А Сеньке — хоть бы что. Посмеивается:
— Чудные вы, бабы. Думал, одна моя Парасся ворчлива. А и ты не лучше, хоть и моложе.
— Бессовестный, — охала Сандра. — Мне от детишек одних достается, еще тебя погонять!!
Но ей нравилось погонять Сеньку. Нравилось разнимать и мирить ребятишек, вечно чего-то не поделивших. Энька, ужасный дразнила, наполучал от нее даже шлепков. Под руку попалась Нюрка— и ей влетело. Та — выть: и больно и обидно — не из-за чего. Сандра пуще бранится. Но злости в ее голосе не было. Хоть и чужую ласкала ношу, а не тяготила она спины и плеч не отдавливала. Чуткий Илька уловил это и с детской прямотой спросил:
— Почему ты, тетя Сана, сердишься, а не зло?
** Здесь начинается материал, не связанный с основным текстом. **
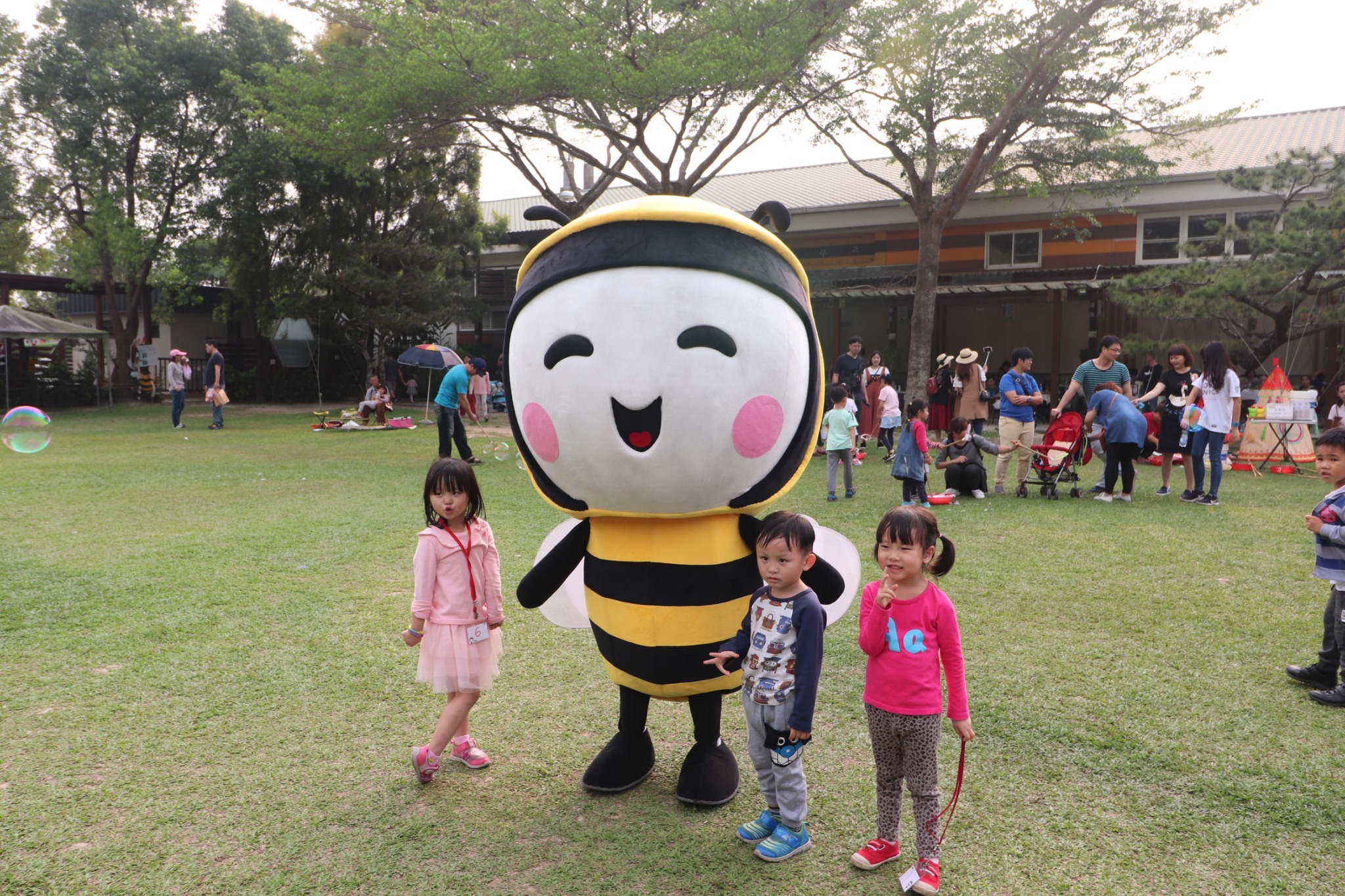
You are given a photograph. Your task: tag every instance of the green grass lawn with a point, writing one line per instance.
(204, 689)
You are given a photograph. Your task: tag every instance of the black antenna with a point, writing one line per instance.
(546, 213)
(778, 214)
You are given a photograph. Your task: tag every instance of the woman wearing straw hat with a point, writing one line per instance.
(969, 394)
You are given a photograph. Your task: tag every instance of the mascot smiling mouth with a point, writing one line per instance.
(639, 429)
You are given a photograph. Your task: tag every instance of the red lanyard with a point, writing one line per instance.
(467, 558)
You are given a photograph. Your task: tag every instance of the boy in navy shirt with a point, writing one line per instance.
(1327, 522)
(779, 649)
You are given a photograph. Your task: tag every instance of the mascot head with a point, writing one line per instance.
(662, 360)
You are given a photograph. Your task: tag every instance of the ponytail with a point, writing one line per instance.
(943, 563)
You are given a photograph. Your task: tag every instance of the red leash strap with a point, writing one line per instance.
(953, 803)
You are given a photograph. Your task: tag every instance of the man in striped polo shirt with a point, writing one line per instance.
(1105, 368)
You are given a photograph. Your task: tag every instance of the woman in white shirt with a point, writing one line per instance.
(889, 416)
(1223, 396)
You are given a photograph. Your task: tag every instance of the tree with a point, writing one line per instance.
(124, 102)
(962, 96)
(14, 233)
(659, 95)
(1287, 281)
Она подивилась понятливости мальчика. Отшутилась. Никому на свете не открылась бы она, сколь мило ей сознавать себя хозяйкой дома, матерью большой семьи…
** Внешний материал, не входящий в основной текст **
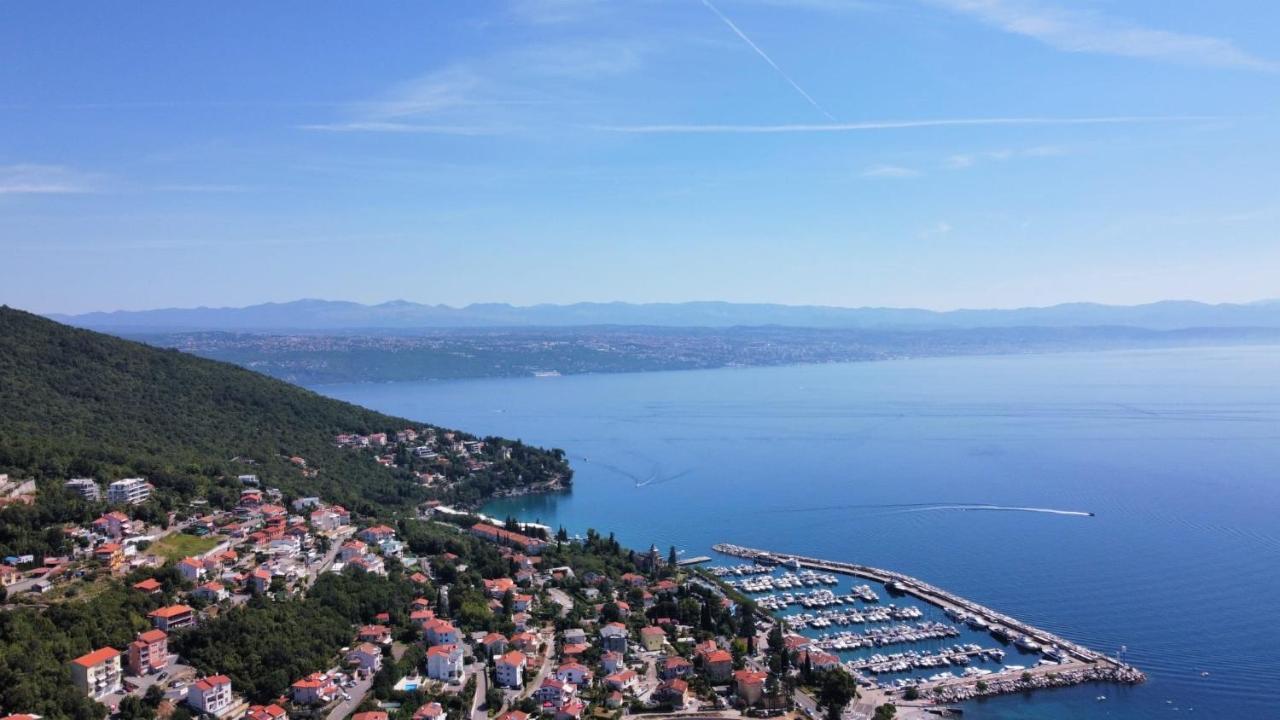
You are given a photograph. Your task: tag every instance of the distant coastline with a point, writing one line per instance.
(318, 360)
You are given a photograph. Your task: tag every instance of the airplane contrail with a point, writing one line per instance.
(900, 124)
(767, 59)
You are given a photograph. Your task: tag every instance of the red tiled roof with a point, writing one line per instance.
(209, 683)
(96, 657)
(172, 611)
(720, 656)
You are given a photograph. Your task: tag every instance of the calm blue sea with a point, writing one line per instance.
(1178, 454)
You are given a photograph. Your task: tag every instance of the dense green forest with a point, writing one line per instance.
(85, 404)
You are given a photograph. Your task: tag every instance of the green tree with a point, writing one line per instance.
(836, 688)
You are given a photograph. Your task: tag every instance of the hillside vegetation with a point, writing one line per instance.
(85, 404)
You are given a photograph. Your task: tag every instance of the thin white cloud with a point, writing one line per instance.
(767, 59)
(961, 160)
(45, 180)
(406, 128)
(936, 229)
(1084, 31)
(554, 12)
(501, 94)
(895, 172)
(891, 124)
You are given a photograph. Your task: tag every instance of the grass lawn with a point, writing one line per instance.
(181, 545)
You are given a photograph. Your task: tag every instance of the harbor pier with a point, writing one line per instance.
(1077, 664)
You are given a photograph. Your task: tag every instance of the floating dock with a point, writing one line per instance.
(1079, 664)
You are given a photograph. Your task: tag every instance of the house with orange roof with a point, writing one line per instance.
(652, 638)
(97, 673)
(172, 618)
(622, 680)
(379, 634)
(571, 710)
(444, 662)
(211, 592)
(366, 657)
(192, 569)
(718, 665)
(149, 652)
(210, 695)
(440, 632)
(260, 579)
(149, 586)
(556, 692)
(524, 641)
(510, 670)
(672, 692)
(498, 587)
(575, 673)
(749, 686)
(315, 688)
(378, 533)
(266, 712)
(110, 555)
(114, 524)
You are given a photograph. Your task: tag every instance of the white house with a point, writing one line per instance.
(511, 670)
(210, 695)
(366, 656)
(129, 491)
(444, 662)
(556, 692)
(574, 673)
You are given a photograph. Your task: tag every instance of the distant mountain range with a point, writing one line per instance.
(400, 315)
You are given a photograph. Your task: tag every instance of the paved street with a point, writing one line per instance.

Не чуя ног от усталости, всех накормив, напоив, уложив в постельки, набранившись-наворчавшись, укладывалась и сама рядом с уже посапывавшим голубоглазеньким, как мать, Федюненькой. Прижимая к себе малыша, она молила бога, чтоб Елення и все заодно с ней подольше гостили бы в Мужах. А Гаддя-Парасся чтобы вовсе не возвращалась.
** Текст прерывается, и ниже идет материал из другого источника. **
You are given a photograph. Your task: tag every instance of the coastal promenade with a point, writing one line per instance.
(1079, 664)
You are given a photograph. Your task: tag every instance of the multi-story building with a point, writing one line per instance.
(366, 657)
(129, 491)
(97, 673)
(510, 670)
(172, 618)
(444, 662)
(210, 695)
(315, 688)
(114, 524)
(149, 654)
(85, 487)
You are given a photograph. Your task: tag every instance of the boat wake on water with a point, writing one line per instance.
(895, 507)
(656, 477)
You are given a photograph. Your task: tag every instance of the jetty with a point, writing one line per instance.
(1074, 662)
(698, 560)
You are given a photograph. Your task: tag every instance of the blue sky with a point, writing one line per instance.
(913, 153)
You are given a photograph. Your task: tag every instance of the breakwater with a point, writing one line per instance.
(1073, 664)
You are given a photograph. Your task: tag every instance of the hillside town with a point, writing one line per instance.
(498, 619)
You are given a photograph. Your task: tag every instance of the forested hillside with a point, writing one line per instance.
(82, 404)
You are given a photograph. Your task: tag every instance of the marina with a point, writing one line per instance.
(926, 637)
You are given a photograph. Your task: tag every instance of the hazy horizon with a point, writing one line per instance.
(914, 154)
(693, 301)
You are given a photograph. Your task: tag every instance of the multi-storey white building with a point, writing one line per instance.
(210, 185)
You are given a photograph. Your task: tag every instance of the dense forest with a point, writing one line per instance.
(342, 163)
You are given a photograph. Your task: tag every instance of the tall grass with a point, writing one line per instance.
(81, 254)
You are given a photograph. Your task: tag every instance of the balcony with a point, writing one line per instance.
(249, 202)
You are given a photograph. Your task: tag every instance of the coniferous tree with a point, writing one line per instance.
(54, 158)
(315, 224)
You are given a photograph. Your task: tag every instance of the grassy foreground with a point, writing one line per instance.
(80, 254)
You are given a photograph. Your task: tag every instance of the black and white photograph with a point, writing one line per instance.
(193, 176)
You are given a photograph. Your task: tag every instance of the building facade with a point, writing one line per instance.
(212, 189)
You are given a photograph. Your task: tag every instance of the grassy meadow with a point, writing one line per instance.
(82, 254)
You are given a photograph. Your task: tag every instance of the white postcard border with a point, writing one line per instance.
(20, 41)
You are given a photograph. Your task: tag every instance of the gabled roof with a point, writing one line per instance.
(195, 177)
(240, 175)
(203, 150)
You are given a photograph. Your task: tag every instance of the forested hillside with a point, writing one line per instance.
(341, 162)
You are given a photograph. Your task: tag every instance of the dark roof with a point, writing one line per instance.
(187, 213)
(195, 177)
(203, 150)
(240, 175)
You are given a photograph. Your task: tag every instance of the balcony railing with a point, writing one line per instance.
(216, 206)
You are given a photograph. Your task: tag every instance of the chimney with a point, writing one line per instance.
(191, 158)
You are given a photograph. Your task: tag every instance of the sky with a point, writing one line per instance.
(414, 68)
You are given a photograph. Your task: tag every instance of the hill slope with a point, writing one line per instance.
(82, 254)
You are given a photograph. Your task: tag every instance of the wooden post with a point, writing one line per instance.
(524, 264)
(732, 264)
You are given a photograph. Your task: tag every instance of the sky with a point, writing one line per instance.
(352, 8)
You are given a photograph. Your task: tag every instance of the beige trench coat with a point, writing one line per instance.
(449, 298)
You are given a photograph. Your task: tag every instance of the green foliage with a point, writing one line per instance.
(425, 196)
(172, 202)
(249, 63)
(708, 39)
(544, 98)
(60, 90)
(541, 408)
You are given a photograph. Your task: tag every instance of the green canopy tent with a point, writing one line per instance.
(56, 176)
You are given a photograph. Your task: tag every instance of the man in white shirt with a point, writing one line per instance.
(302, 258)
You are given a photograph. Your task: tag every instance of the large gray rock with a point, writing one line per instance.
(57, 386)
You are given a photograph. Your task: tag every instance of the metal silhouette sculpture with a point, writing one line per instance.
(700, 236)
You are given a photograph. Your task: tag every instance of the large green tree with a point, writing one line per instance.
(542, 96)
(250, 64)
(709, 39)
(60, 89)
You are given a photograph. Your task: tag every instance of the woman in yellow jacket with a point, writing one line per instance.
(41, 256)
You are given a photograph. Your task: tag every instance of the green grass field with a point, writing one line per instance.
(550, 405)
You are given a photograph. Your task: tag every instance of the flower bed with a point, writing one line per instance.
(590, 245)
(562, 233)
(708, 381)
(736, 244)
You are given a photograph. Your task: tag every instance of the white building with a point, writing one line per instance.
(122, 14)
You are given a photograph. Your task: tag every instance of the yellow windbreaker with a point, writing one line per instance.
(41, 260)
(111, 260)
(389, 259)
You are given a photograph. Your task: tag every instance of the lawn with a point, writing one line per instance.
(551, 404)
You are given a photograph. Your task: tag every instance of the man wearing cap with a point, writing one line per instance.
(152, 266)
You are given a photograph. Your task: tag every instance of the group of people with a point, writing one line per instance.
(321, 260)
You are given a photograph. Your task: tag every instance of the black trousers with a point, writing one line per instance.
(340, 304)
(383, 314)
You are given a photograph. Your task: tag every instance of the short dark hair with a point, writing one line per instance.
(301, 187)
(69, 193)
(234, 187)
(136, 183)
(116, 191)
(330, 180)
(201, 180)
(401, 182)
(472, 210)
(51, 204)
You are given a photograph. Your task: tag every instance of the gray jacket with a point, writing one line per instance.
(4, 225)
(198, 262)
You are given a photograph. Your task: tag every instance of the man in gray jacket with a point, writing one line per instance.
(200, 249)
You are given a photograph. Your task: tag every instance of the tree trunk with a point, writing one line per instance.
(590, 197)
Гаддю-Парассю она люто возненавидела.
В Мужах они почти не знавались. И вот, довел бог, поселились под одной крышей. Сандре Парасся не понравилась. А после того, что приметила она за ней и Мишкой, и видеть мерзкую не могла без отвращения. Но должна была терпеть. Куда деваться— в одной избе… О-о, если бы печаль по Роману, если б горе не придавило, не сковало ее молчанием… Только вот и ожила, когда осталась за мать и хозяйку. Как хорошо-то: всем нужна!.. А вернется подлая Парасся, может статься, не вытерпит Сандра…
Мишка… Эх, Мишка!..
Выходя замуж, Сандра не думала, как сложится ее жизнь. Одно было желание — загасить любовь к Роману, спасти себя от греха. Ведь к тому все неминуемо шло. Возможно, подожди она, и другой посватался бы. Но было все равно, лишь бы от Романа немедля загородиться. Лишь бы от греха подальше, от безбожника…
Искала спасение, а совершила над собой страшное насилие. Роман нейдет из головы. Мишка ласкает, а ей чудится — Роман это. Зажмурится, а кажется — он с ней. Откроет глаза, увидит Мишку, отвернется, оттолкнет его. Так ей противно и гадко…
«Пройдет, сживусь…» — успокаивала она себя.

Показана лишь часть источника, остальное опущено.